TNFα causes sickness behavior by inducing synthesis of IL-1β (Bluthé et al., 1991a). Since IGF-I ameliorates sickness behavior induced by TNFα but not that caused by IL-1β, it appears likely that IGF-I acts by inhibiting the ability of TNFα to induce synthesis of IL-1β. There are two receptors for TNFα, and we have already established that activation of TNF-R1 is adequate for inducing sickness behavior (Bluthé et al., 1994). Furthermore, we have shown that a partial agonist of the murine TNF-R1 also induces sickness behavior (Bluthé et al., 1991a; Bluthé et al., 1994). It is therefore likely that IGF-I somehow antagonizes activation of TNF-R1 that leads to induction of IL-1 synthesis. A protein known as “Factor Associated with N-SMase” (FAN) binds directly to only the p55 receptor and links TNFα to activation of neutral sphingomyelinase (Adam-Klages et al., 1996; Adam-Klages et al., 1998). FAN has been shown to bind to only two receptors, p55 and CD40, a member of the TNF-R superfamily (Segui et al., 1999). Although the TNF-R1 and IL-1R share several signaling pathways (Wu and Arron, 2003), FAN has not been shown to associate with the IL-1β receptor. It is possible that IGF-I interacts downstream of TNF-R1 with FAN, which might explain why IGF-I is more active in ameliorating TNFα-rather than IL-1β-induced sickness behavior. FAN knockout mice could be used to conclusively determine if TNFα-activated FAN is responsible for inducing sickness behavior caused by central TNFα.

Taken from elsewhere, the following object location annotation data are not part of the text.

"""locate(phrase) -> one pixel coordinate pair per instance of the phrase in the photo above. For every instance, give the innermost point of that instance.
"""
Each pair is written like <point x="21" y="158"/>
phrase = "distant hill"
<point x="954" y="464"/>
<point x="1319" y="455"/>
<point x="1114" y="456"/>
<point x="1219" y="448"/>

In conclusion, the present results show that IGF-I antagonizes in a relatively specific manner TNFα behavioral actions in the brain. They therefore open important new avenues for studying further the mechanisms of interaction of this growth factor with this pivotal cytokine.
The technical assistance of Guy Olivié is gratefully acknowledged. Dr. Robert H. McCusker carefully edited the manuscript. This research was supported by grants to R.D. (NIH-MH 71349) and K.W.K. (NIH-MH 51569, NIH-AI 50442, Hatch 200386 and private gifts).